6. der Rest war nur fürs Styling - Schatten nach innen, Perspektive und Schein nach außen

Meine Probs mit freehand bzw. Flash sind vor allem die Musterüberlagerung, das Weichzeichnen der Textebene und die Option der Ebenenüberlagerung da ich nicht weiß  ob, wo und wie das in den Vektorprogrammen geht.

Danke für eure Hilfe






warum ist eigentlich der IMG Code deaktiviert!?


----------



## thoru (27. Juni 2004)

Hallo skradde,

ich habe mal eine Variante mit Adobe Illustrator ange-
fertigt. Vielleicht entspricht dies ja deinen Vorstellungen.
Folgende Schritte habe ich dafür genutzt:

1. abgerundetes Rechteck angefertigt und mit einem 
Verlauf ausgestattet.
2. besagtes Rechteck kopiert, davor eingefügt und
schwarz gefärbt.
3. schwarzes Rechteck markiert, über das Menü Text 
den Eintrag Textzeilen/spalten aufgerufen und damit
die kleinen Quadrate erstellt.
4. Textwerkzeug gewählt und den Schriftzug eingefügt,
danach den Text markiert und über Menü Effekt/Stilisierungsfilter
einen Schein nach aussen hinzugefügt.
5. ein weiteres Rechteck hinten eingefügt und hell Gelb eingefärbt 
und ein wenig nach links unten verschoben.
6. Dieses Rechteck mit dem Gaußschen Weichzeichner
unter dem Menü Effekte/Weichzeichnungsfilter erweitert.

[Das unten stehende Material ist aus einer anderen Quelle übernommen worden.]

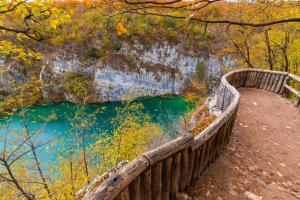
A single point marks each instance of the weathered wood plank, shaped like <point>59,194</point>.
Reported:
<point>275,82</point>
<point>184,167</point>
<point>146,185</point>
<point>169,149</point>
<point>156,173</point>
<point>267,81</point>
<point>111,187</point>
<point>280,82</point>
<point>191,166</point>
<point>124,195</point>
<point>284,83</point>
<point>166,178</point>
<point>261,86</point>
<point>272,77</point>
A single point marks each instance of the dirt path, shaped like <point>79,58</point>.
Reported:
<point>262,160</point>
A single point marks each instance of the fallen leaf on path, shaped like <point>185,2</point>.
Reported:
<point>279,174</point>
<point>282,164</point>
<point>253,196</point>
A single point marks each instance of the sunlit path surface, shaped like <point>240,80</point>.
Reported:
<point>262,160</point>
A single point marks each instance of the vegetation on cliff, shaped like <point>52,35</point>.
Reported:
<point>259,34</point>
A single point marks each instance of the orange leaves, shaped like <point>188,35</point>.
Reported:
<point>86,2</point>
<point>121,29</point>
<point>203,118</point>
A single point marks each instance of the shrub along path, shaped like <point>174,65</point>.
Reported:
<point>262,159</point>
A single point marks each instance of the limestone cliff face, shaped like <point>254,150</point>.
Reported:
<point>133,71</point>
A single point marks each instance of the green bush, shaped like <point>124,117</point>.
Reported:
<point>95,53</point>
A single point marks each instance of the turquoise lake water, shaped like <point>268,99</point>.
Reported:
<point>163,110</point>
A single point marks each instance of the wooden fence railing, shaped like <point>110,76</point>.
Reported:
<point>169,170</point>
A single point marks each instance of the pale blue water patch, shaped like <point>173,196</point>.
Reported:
<point>163,110</point>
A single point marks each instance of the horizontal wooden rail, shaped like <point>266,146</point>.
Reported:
<point>168,171</point>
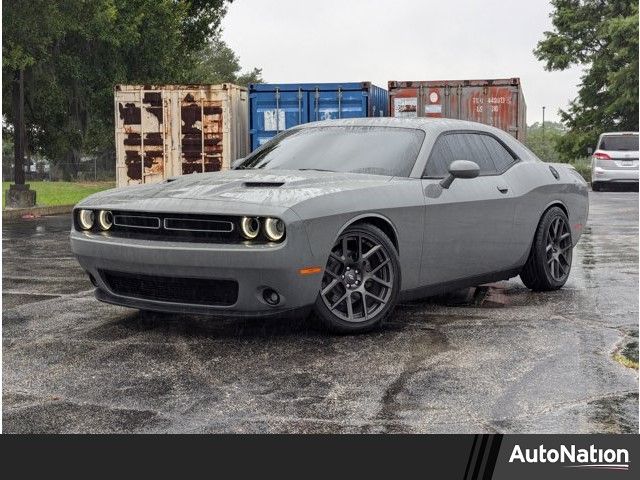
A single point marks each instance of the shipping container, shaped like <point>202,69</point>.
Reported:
<point>499,103</point>
<point>168,130</point>
<point>276,107</point>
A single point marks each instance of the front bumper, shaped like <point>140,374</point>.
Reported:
<point>254,267</point>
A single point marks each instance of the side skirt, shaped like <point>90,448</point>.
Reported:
<point>441,288</point>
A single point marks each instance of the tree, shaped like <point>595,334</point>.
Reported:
<point>73,52</point>
<point>545,143</point>
<point>602,36</point>
<point>218,63</point>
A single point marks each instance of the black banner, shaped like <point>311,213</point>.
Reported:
<point>467,457</point>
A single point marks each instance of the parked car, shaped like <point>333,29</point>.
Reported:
<point>615,159</point>
<point>345,217</point>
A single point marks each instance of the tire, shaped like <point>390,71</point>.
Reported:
<point>549,262</point>
<point>369,270</point>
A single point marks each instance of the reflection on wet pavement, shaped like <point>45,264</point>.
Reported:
<point>494,358</point>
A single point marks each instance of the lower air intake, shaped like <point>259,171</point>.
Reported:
<point>197,291</point>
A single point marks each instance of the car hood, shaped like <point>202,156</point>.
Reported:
<point>269,188</point>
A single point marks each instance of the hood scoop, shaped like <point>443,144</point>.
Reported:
<point>262,184</point>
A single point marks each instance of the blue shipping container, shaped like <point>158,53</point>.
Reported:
<point>275,107</point>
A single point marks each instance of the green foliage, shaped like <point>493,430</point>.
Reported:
<point>602,36</point>
<point>61,193</point>
<point>218,63</point>
<point>73,52</point>
<point>544,143</point>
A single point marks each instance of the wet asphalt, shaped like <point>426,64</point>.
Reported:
<point>496,359</point>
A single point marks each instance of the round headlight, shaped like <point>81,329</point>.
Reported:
<point>105,219</point>
<point>274,228</point>
<point>86,219</point>
<point>250,227</point>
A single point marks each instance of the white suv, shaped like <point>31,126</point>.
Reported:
<point>615,159</point>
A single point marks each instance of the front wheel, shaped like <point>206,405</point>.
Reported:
<point>360,282</point>
<point>549,262</point>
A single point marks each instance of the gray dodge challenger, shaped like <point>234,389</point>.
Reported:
<point>342,217</point>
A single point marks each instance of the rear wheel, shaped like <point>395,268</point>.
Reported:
<point>361,281</point>
<point>549,262</point>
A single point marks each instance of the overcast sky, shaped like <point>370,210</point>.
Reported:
<point>378,41</point>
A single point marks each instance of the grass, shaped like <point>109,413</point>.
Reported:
<point>627,362</point>
<point>61,193</point>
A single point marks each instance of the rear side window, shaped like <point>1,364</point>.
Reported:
<point>628,143</point>
<point>490,155</point>
<point>501,157</point>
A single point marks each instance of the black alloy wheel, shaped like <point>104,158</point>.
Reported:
<point>360,282</point>
<point>549,262</point>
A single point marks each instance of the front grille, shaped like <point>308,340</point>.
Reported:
<point>197,291</point>
<point>175,227</point>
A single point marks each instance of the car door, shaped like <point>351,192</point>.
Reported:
<point>468,227</point>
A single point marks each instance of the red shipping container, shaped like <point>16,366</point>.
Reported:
<point>499,102</point>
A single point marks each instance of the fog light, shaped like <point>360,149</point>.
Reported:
<point>86,219</point>
<point>271,296</point>
<point>105,219</point>
<point>274,228</point>
<point>250,227</point>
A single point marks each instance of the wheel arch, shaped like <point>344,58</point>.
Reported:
<point>555,203</point>
<point>377,220</point>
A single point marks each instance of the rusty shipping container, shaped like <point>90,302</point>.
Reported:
<point>493,102</point>
<point>168,130</point>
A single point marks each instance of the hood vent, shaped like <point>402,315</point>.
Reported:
<point>263,184</point>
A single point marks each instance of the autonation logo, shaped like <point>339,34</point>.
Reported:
<point>592,457</point>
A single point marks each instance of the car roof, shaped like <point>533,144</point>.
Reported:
<point>430,125</point>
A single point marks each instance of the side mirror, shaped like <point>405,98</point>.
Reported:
<point>236,162</point>
<point>460,169</point>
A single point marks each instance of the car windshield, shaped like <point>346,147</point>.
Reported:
<point>627,143</point>
<point>354,149</point>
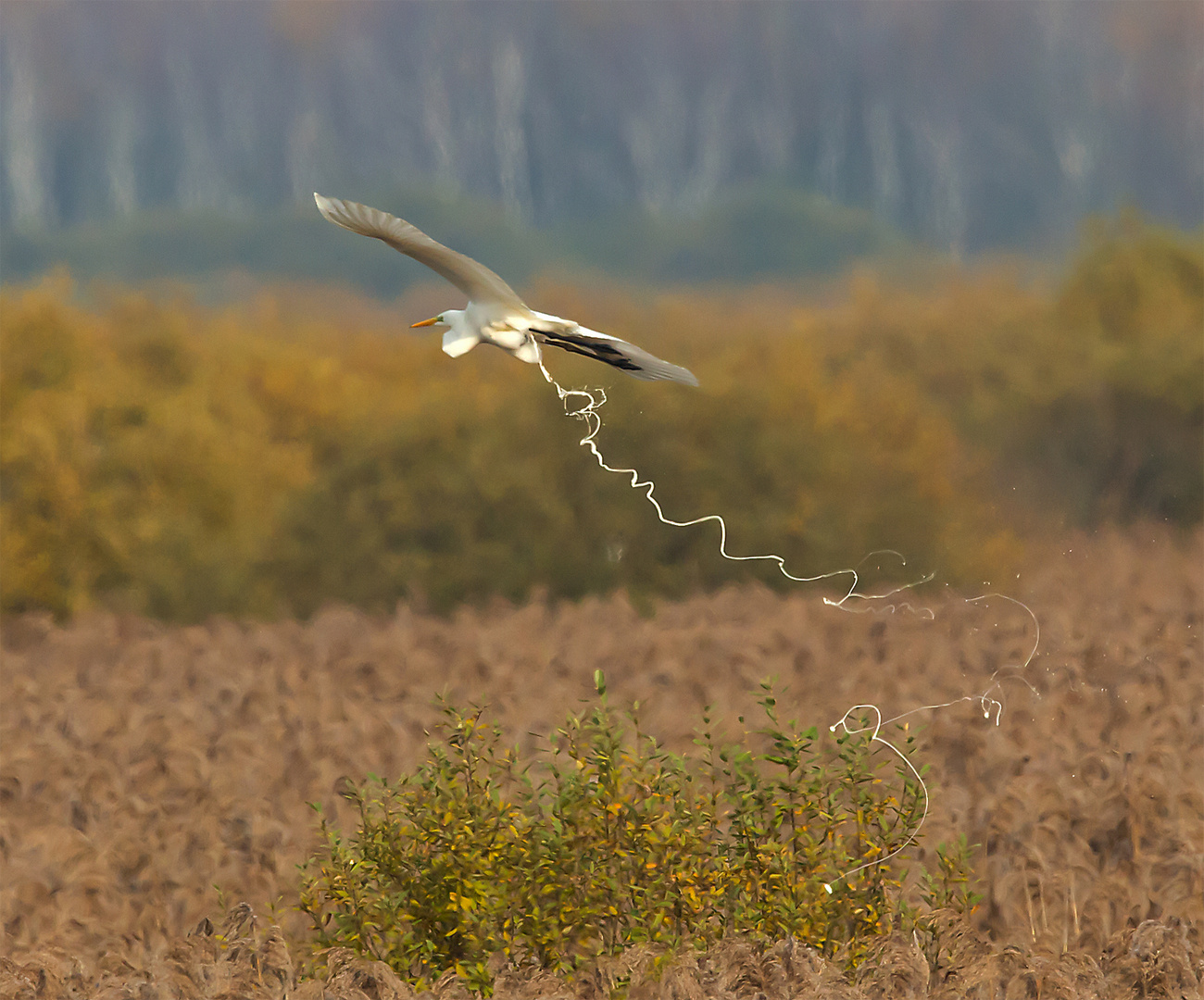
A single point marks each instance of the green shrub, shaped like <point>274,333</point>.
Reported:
<point>607,840</point>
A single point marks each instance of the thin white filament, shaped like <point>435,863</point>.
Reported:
<point>588,413</point>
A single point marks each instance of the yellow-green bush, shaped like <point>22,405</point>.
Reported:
<point>607,842</point>
<point>289,448</point>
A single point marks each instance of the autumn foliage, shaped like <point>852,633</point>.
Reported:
<point>264,456</point>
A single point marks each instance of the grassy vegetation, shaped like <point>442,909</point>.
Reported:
<point>607,842</point>
<point>288,449</point>
<point>761,232</point>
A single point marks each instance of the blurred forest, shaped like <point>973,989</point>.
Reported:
<point>180,456</point>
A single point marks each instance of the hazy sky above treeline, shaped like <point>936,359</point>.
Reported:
<point>968,125</point>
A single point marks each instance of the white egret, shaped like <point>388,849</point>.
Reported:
<point>494,314</point>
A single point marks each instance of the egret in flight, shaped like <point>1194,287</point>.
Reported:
<point>494,314</point>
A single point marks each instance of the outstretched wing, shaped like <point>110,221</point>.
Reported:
<point>602,346</point>
<point>473,280</point>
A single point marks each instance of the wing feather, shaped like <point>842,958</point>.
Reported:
<point>472,278</point>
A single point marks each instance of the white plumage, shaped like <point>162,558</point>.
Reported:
<point>495,314</point>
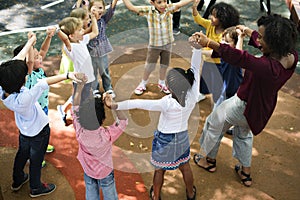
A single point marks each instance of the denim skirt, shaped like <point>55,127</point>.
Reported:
<point>169,151</point>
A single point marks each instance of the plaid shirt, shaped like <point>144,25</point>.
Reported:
<point>160,24</point>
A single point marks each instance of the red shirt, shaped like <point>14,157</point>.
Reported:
<point>263,78</point>
<point>95,146</point>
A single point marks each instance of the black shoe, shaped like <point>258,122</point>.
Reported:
<point>176,31</point>
<point>43,190</point>
<point>229,131</point>
<point>16,187</point>
<point>195,193</point>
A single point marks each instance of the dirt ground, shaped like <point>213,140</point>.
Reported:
<point>275,169</point>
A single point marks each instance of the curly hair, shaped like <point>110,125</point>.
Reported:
<point>280,33</point>
<point>179,81</point>
<point>70,24</point>
<point>227,14</point>
<point>91,113</point>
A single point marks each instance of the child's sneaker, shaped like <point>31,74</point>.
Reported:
<point>50,148</point>
<point>164,89</point>
<point>16,187</point>
<point>201,97</point>
<point>112,93</point>
<point>43,190</point>
<point>62,114</point>
<point>43,164</point>
<point>140,89</point>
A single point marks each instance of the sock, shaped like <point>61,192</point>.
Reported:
<point>161,82</point>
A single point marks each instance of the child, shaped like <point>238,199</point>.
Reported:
<point>159,17</point>
<point>95,143</point>
<point>232,76</point>
<point>170,146</point>
<point>222,16</point>
<point>72,35</point>
<point>66,64</point>
<point>251,108</point>
<point>100,46</point>
<point>30,119</point>
<point>38,73</point>
<point>201,4</point>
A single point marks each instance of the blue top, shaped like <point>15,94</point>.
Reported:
<point>100,45</point>
<point>32,80</point>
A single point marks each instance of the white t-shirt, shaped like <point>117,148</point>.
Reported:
<point>173,117</point>
<point>81,58</point>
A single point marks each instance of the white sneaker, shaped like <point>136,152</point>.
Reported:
<point>112,93</point>
<point>201,97</point>
<point>140,89</point>
<point>164,89</point>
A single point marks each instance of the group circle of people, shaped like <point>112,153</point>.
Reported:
<point>244,100</point>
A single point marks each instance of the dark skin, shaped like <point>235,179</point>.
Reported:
<point>286,61</point>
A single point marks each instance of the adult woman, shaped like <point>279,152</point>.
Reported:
<point>251,108</point>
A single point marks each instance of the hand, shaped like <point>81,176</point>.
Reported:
<point>193,42</point>
<point>94,12</point>
<point>51,31</point>
<point>108,100</point>
<point>196,3</point>
<point>80,78</point>
<point>201,38</point>
<point>32,38</point>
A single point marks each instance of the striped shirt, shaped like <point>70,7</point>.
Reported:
<point>160,25</point>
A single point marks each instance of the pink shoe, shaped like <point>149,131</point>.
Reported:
<point>140,89</point>
<point>164,89</point>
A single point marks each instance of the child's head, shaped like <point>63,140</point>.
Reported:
<point>97,7</point>
<point>82,14</point>
<point>160,5</point>
<point>38,60</point>
<point>72,27</point>
<point>230,36</point>
<point>224,15</point>
<point>12,75</point>
<point>179,81</point>
<point>277,35</point>
<point>91,113</point>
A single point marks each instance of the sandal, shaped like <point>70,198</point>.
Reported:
<point>238,168</point>
<point>194,197</point>
<point>152,194</point>
<point>212,163</point>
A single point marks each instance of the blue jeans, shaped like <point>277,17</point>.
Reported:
<point>228,113</point>
<point>100,65</point>
<point>34,149</point>
<point>107,185</point>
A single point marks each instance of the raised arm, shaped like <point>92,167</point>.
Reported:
<point>182,3</point>
<point>113,3</point>
<point>65,39</point>
<point>194,7</point>
<point>131,7</point>
<point>46,44</point>
<point>95,30</point>
<point>75,76</point>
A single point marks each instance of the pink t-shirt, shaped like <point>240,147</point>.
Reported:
<point>95,147</point>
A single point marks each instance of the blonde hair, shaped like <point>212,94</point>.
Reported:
<point>79,13</point>
<point>70,24</point>
<point>93,1</point>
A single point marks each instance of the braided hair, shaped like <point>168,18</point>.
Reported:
<point>179,81</point>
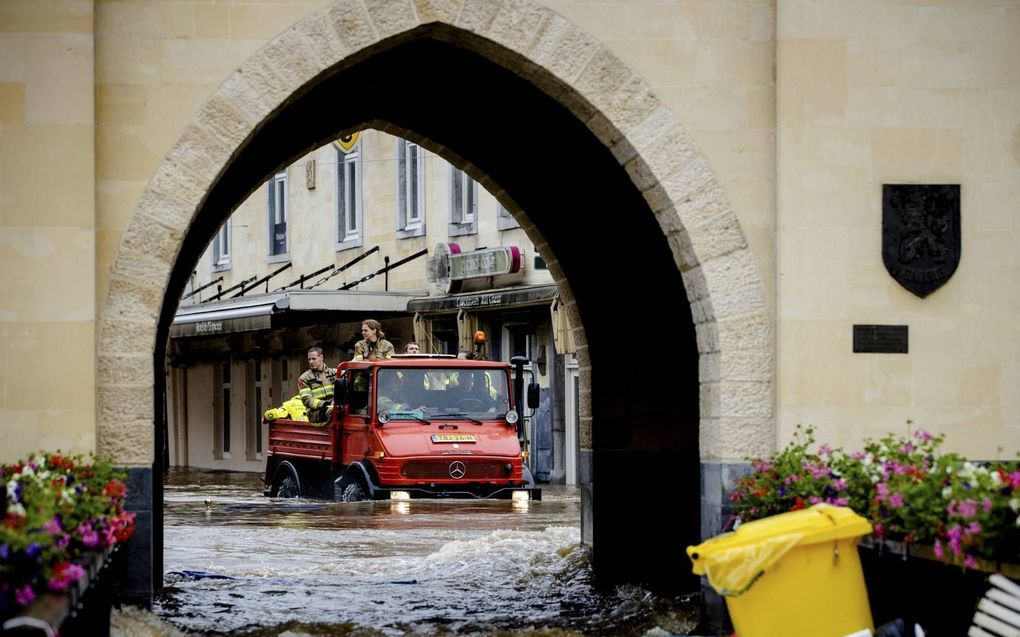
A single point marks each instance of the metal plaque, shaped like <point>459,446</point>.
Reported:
<point>880,339</point>
<point>921,234</point>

Ich hoffe alles ist verständlich genug, ansonsten noch
mal posten. 


cu
thoru


----------



## skradde (27. Juni 2004)

*Was für ein tolles Forum! Danke thoru!*

Vielen dank für deine Hilfe!
Ich werd deine "Anleitung" gut verwenden können. Ich muss das leider nun noch in freehand umsetzten, da ich Illu nicht hab. 
DANKE!

Dann noch die frage ob Flash mit den Weichzeichnugnseffekten klar kommt, ich hatte gehört da solls Probleme mit geben, aber probieren geht ja aber über studieren.


----------



## thoru (27. Juni 2004)

bekommst du bei Adobe als Tryoutversion....
falls du dich mit Illustrator anfreunden willst.


cu
thoru


----------